This post contains a brief overview of the terms and mechanisms of Kafka. Reading this won’t make you a Kafka expert, but it will allow you to grasp the basic concepts.

Overview

Apache Kafka is publish/subscribe messaging software designed to handle communication between different systems. It is often described as distributed event streaming platform, and it is used to implement event-driven architectures.

Its benefits are very high performance, reliability and message retention.

Basic terms

Message - basic piece of data transferred and stored by Kafka. A message is simply a binary array and its contents does not have a specific meaning to Kafka.

Message key - additional piece of metadata attached to a message. It is a binary array too and its hash is used by Kafka to decide where to process and store the message.

Message header - a way to add more metadata to a message in a form of key-value pairs. It’s often used to indicate the source of the data and for routing or tracing the message without having to parse it.

Schema - while Kafka is not concerned by the message contents, its recommended that they have a structure, called a schema to the content can be easily generated or parsed by the client systems

Topic - in Kafka messages are categorised into topics.

Partitions - Each topic in Kafka is split into multiple partitions. Each partition can be hosted on different server, which in turn provide redundancy and allow each topic to be horizontally scaled.

Clients

The clients are the users of the Kafka system. They are two types: producers and consumers

Producers

Producers generate messages and push them into Kafka topic.

Consumers

Consumers subscribe to Kafka topics and receive messages from them. The rule is to have each consumer into a separate thread if they are part of the same application.

Kafka consumers are usually part of a consumer group. When a group is subscribed to a topic, each consumer in it will receive messages from a different subset of the topic’s partitions. If there are more consumers in the group than partitions in the topic, some of the consumers will remain idle.

By default, the membership of a consumer in a group is transient. If a consumer leaves the group, its partitions are reassigned. When it joins the group again, a different set of partitions are assigned to it. But if you configure a consumer with unique group instance ID, it becomes a static member and its partition assignment is preserved.

Rebalance

Moving ownership of a partition from one consumer to another is called rebalance. It’s important because this mechanism provides Kafka with high availability and scalability but in normal operation a rebalance is undesirable because it disrupts the work. There are two types of rebalance:

  • Eager rebalance stops all consumers is a group, remove their partition ownership and assign new partitions.
  • Cooperative rebalance only involves a small subset of the partitions allowing the consumers to continue processing records for the rest of the partitions.

Brokers

A single server in Kafka is called a broker. They are designed to operate as a part of a cluster. Whiting a cluster, one of the brokers also functions as a cluster controller. The brokers also have the ability to limit the rate of messages by using Kafka’s quota mechanism

Replicas

Kafka keeps replicas of all its partitions by default in order to guarantee consistency and durability.

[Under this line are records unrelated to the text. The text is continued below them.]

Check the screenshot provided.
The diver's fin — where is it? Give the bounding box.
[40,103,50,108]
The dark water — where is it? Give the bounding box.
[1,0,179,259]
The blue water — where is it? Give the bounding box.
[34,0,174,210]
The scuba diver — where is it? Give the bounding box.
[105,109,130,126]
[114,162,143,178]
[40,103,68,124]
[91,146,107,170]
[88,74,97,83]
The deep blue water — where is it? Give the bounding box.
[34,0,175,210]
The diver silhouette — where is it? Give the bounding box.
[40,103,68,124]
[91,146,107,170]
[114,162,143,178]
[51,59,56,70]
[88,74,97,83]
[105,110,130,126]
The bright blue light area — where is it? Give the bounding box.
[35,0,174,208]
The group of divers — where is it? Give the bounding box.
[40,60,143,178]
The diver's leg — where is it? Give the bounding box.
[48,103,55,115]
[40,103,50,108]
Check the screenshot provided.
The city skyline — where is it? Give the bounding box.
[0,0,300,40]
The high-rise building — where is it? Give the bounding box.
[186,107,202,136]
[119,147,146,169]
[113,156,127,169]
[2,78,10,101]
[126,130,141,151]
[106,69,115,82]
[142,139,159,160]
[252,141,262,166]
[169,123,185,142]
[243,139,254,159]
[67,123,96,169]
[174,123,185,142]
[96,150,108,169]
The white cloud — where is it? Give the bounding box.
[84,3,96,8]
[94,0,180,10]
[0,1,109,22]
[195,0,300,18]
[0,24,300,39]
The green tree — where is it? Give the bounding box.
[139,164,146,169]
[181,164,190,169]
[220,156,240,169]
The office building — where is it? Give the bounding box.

The number of replicas and the replication mechanism is configurable.

There are two types of partition replicas in Kafka:

  • Leader replica receives all messages to ensure consistency. Consumers can read either from replica or a follower depending on the configuration
  • Follower replicas main job is to replicate messages from the leader and replace the reader in case it becomes unavailable. Unless configured otherwise, they don’t serve messages to consumers.

Commits and Offsets

When a consumer asks for messages, Kafka returns only the ones the consumer has not received yet. This means there is a way to track which messages are already received. Instead of Kafka tracking them itself, it has a mechanism which allows the consumers to track what they have received. Kafka allows the consumer to specify an offset from the beginning of the message queue, and then recipe only new messages after the offset. The offset can be stored in Kafka itself and there are various mechanisms to commit it:

  • Automatic commit - by default the consumer (or the consumer library) will commit the offset every 5 seconds
  • Manual commit - a consumer can manually commit the offset at his discretion by using the Kafka Consumer API
  • Asynchronous commit - the drawback of the manual commit is that the consumer will be blocked until the commit request returns. You can circumvent that blocking by using asynchronous request in the expense of lesser durability.